• İstanbul 16 °C
  • Ankara 19 °C

Sen Şairsin Diyorlarmış Ömer Emecan’a; Haklılar Bence de

Fahri TUNA

Ömer Emecan’ı otuz yıldır tanırım. Tanır, severim. 1991 yılıydı. Yeni Sakarya için ‘Sakaryalı Sanatçılar’ başlığıyla bir yazı dizisi hazırlıyordum. Şehrin sekiz on şair yazar sanatçısıyla söyleşiler yapmıştım. Sıra Ömer Emecan’a gelmişti. Biliyordum, bankacıydı. Düzce’de çalışıyordu o sıralarda.

Oturdum bir mektup yazdım. Mektupla yaptım röportajı elbette. O günün teknolojisi, iletişimi öyleydi, o kadardı. Ben sordum, bir hafta sonra cevapları geldi. Yayımlanmış iki şiir kitabı vardı o günlerde: Huzur Limanı (1984), Gönül Defteri (1991). Sağ olsun, ikisini de imzalayıp göndermişti o mektubuyla. Hâlâ saklarım. Sonra üçüncü şiir kitabı Büyüdü Sevgiler (1998) yayımlandı.

İlk dikkatimi çeken, artık kaybolmaya yüz tutmuş, örneğine de bizim Sakarya’mızda pek rastlanmayan Halk edebiyatı tarzı güçlü şiirleriydi. Hece ve kafiye ustasıydı. Doğal, çok doğaldı şiirleri. Samimiyet kokuyordu her bir dizesi. Hâlâ da öyledir.

 

Halk ve Hece Şiirinin Yaşayan İyi Ustalarından

Ömer Emecan, güçlü fiziği ve mikrofonik sesi kadar, mısralarıyla da güçlü ve etkili bir şairimizdir. O sahneye çıktığında şiir de o da dinleyenleri de daha bir başka mutlu, daha bir güçlü, daha bir güzel olur. Olmuştur. Olacaktır daima.

Ömer Emecan, yirmi iki yıl aradan sonra, şimdi dördüncü şiir kitabı Leylican ile karşımızda. Bir bakıma altmış beş yıllık ömrünün özü, özeti, hülasası bu kitabındaki şiirler. İnanın çok sevecek, kendinizi bulacaksınız o dizelerde. Anayı, vatanı, insanı, sevgiyi, hasreti bulacaksınız buram buram. Ananızın ak sütü kadar temiz ve helal bir Türkçe bulacaksınız.

Halk şiiri, geleneksel şiir, hece şiiri günümüzde günbegün zayıflıyor, yok olup gidiyor maalesef. Halbuki gönül modern şiir kadar Halk şiirinin de aynı zenginlik ve güzellikte devamından yana. Dünü olmayan şiirin yarını, geçmişten beslenmeyenin geleceği olur mu hiç?

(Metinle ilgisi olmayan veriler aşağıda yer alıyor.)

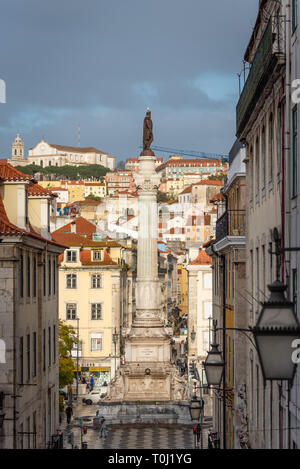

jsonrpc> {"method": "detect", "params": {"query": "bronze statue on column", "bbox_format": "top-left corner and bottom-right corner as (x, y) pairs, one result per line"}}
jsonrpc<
(141, 108), (154, 156)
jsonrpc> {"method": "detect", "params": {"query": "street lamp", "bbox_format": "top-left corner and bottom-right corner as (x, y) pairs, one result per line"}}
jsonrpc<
(0, 391), (5, 428)
(202, 320), (225, 386)
(76, 317), (79, 401)
(252, 280), (300, 382)
(112, 328), (118, 375)
(189, 396), (204, 420)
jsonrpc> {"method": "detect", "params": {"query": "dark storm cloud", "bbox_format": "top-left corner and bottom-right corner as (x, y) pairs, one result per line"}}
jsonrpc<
(0, 0), (258, 158)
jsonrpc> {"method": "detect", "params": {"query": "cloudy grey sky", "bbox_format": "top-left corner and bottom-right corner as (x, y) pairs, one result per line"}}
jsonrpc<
(0, 0), (258, 164)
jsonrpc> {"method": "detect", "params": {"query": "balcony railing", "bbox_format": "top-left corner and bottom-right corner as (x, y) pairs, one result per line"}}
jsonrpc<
(236, 16), (285, 138)
(216, 210), (246, 242)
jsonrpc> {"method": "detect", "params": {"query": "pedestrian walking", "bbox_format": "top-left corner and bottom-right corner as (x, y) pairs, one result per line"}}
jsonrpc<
(66, 405), (73, 424)
(99, 415), (107, 438)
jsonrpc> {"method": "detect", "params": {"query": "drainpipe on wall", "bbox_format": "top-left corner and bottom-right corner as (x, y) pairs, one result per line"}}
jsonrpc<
(281, 1), (291, 448)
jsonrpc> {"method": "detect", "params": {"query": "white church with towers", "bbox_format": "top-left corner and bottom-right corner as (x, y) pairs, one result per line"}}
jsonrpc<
(9, 134), (115, 171)
(9, 134), (29, 166)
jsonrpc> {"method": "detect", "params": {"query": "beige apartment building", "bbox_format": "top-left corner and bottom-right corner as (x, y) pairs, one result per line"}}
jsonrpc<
(186, 250), (212, 365)
(52, 217), (134, 383)
(0, 160), (64, 449)
(237, 0), (288, 448)
(206, 141), (249, 449)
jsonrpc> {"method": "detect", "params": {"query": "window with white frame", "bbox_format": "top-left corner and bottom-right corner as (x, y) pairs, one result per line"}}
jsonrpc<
(66, 303), (77, 319)
(66, 274), (77, 288)
(203, 301), (212, 319)
(203, 272), (212, 290)
(93, 251), (101, 261)
(91, 303), (102, 319)
(66, 249), (77, 262)
(91, 274), (102, 288)
(90, 334), (102, 352)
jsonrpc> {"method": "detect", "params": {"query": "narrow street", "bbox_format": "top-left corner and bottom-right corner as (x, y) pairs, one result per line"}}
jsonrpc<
(61, 403), (208, 450)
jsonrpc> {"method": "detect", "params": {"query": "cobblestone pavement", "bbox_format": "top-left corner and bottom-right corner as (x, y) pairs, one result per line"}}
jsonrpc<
(61, 403), (208, 450)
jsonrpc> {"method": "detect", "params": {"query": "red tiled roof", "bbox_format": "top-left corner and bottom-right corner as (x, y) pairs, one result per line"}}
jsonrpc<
(0, 159), (36, 182)
(189, 249), (212, 265)
(53, 217), (96, 237)
(156, 158), (223, 171)
(80, 249), (118, 265)
(203, 238), (216, 248)
(179, 186), (192, 195)
(52, 230), (121, 248)
(0, 196), (65, 247)
(0, 197), (26, 234)
(78, 199), (103, 205)
(210, 192), (225, 203)
(192, 179), (224, 186)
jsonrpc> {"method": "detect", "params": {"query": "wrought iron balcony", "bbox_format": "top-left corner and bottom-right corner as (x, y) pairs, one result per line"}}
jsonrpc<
(216, 210), (246, 242)
(236, 16), (285, 138)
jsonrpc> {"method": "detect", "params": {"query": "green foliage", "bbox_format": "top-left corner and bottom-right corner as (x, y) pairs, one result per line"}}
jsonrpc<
(85, 194), (102, 202)
(59, 320), (78, 388)
(207, 173), (226, 181)
(16, 164), (110, 181)
(15, 164), (43, 177)
(157, 191), (169, 202)
(59, 357), (74, 388)
(59, 319), (78, 357)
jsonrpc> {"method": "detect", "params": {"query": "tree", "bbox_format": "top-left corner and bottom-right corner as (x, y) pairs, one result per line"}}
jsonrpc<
(85, 194), (102, 202)
(117, 161), (125, 169)
(58, 320), (78, 388)
(207, 173), (227, 181)
(157, 191), (169, 202)
(17, 164), (110, 181)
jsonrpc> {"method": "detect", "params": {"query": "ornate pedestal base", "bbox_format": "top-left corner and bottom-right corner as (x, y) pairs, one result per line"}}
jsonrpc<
(109, 324), (187, 402)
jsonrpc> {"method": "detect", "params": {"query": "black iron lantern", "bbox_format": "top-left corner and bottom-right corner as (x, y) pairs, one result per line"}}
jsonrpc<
(189, 397), (204, 420)
(202, 321), (225, 386)
(252, 280), (300, 381)
(112, 328), (118, 344)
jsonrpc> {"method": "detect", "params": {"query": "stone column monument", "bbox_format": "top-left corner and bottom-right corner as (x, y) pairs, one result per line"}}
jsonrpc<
(110, 109), (186, 401)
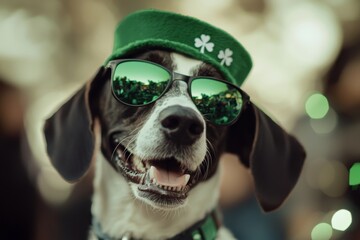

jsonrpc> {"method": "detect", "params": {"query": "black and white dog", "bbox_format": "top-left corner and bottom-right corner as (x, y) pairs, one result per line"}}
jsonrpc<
(45, 50), (305, 240)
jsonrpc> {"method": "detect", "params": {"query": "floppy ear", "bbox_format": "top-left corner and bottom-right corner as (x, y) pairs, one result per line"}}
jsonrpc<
(44, 67), (105, 182)
(227, 102), (306, 211)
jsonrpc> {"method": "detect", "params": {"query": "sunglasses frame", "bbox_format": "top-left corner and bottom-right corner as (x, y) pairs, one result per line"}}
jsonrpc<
(105, 58), (250, 126)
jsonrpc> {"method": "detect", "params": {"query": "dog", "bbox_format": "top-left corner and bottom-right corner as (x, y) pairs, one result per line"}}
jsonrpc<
(44, 49), (305, 240)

Ömer Emecan’ın yarım asırlık uğraşı, hece/kafiye şiirini ayakta tutmak. Tutuyor da. İyi hece ustasıdır bizim Ömer’imiz.

 

Anne, Aşk, Vefa ve Vatan Temalı Şiirler Yazıyor Emecan

Dört tema var şiirlerinde bizim Ömer Emecan’ın.

Anne. Ömer’in şiirlerinin en belirgin konusu annedir. Hiç unutmam, otuz sene sonra bugün bile aklımda, onun ilk okuduğum anne şiiri:                                                                                                             Sen imişsin, karşı köyün güzeli / Uzun saçın, ormanların gazeli / Bir hoş olmuş, babam seni süzeli

    Aşkta umut, mektuplarda pul anne / O zamanlar, babam sana kul anne…

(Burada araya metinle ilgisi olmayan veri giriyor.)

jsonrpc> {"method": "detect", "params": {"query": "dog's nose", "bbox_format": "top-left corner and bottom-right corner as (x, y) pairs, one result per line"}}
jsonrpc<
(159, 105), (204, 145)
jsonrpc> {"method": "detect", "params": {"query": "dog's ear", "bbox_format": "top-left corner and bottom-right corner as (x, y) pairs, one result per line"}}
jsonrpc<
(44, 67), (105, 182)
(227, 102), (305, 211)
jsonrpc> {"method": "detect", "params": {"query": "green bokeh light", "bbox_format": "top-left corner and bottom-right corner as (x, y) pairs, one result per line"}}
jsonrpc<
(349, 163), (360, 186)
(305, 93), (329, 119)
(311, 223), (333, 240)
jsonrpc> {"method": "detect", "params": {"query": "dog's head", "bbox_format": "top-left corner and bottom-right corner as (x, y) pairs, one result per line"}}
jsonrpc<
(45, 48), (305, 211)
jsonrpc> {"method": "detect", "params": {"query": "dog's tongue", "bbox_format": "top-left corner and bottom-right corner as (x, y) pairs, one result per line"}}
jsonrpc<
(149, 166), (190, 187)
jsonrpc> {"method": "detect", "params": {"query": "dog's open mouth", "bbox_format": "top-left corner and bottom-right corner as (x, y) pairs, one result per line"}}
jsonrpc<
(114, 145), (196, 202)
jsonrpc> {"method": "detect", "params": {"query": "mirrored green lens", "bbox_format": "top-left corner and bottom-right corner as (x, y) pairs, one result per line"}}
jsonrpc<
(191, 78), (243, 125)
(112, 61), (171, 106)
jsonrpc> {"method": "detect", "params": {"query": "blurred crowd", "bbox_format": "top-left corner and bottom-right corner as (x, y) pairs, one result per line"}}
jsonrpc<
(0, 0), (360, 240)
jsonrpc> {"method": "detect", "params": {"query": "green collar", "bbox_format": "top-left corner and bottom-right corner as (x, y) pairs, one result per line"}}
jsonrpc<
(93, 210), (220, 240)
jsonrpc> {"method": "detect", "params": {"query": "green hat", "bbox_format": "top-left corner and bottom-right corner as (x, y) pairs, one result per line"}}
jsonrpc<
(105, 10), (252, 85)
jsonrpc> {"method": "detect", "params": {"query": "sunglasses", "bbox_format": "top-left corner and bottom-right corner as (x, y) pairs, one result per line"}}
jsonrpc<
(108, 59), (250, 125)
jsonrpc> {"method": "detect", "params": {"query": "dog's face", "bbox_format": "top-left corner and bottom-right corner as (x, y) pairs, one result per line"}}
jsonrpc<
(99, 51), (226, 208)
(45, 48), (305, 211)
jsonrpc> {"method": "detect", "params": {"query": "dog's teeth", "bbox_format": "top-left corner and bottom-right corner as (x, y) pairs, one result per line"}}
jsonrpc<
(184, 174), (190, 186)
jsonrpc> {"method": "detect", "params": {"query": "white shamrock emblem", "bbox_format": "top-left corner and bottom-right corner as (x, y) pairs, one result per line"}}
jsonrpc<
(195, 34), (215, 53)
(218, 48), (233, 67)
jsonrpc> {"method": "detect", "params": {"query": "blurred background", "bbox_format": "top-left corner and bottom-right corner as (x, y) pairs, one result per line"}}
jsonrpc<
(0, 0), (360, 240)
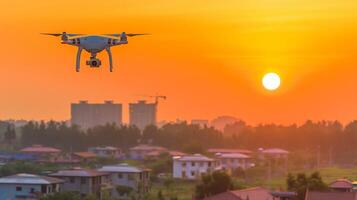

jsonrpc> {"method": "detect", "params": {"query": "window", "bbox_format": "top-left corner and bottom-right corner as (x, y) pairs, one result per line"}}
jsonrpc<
(69, 177), (75, 183)
(181, 171), (186, 178)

En çok bu beş dizedir benim gönlümde Ömer Emecan. Buradaki safiyet, çocuksuluk, aşk, yalınlık, doğallık destan gibidir elhak. Ve hasret, ana hasreti…

Aşk. Güçlü bir aşk şairidir Ömer. Mısra mısra, dize dize, ılgıt ılgıt, buram buram, insanı etten kemikten ayırıp insan yapan en güçlü duygu olan aşkın, sevginin şairidir Ömer.

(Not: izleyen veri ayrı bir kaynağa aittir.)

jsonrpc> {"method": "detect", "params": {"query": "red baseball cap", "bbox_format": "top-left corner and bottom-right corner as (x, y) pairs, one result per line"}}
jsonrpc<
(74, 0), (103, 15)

Vefa. Üçüncü olarak vefa şairidir Ömer. Dostlarını yazar, dostlarına yazar, dostça yazar. Hep yazmış, hep yazmaktadır.

Vatan. Dördüncü ve son olarak; Ömer Emecan, lebalep Sakarya sevgisi ile dolu, lebalep Türkiye sevgisi dolu bir güzel yürektir. Kâh doğduğu köy olan Karapelit’e seslenir, kâh gönlünün başkenti Sakarya’sına. Bazen Düzce’dir o, bazen İznik, Safronbolu, Fethiye. En çok Anadolu’dur.

 

 

 

‘Şair işte’ diyorlarmış ona. Doğru diyorlar. Bence de şair çünkü. Hem de eski şiirler yazıyor. Eskimeyen şiirler.

Dilerseniz şiirlerinden dört örnek vereyim; okuyun ve asıl siz, kendiniz karar verin buna: Ömer Emecan iyi şair midir değil midir?

 

Gönül Defteri

Esiyorken gönlümde meltemler ılık-ılık / Gittiğin günden beri âleme gönlüm kırık / Hani, yıldızlar kadar uzaktaydı ayrılık,

     Kör kuyuda Yusuf’um, bilmezsin biliyorum / İlk Gönül Defterimden adını siliyorum…

Farkında değilsin ya, derdim var dağlar gibi / Hazanı gören gönlüm, kurudu bağlar gibi / Şimdi her bir kelimem, hıçkırır ağlar gibi

     Yüreğinden boş yere silmezsin biliyorum / İlk Gönül Defterimden adını siliyorum…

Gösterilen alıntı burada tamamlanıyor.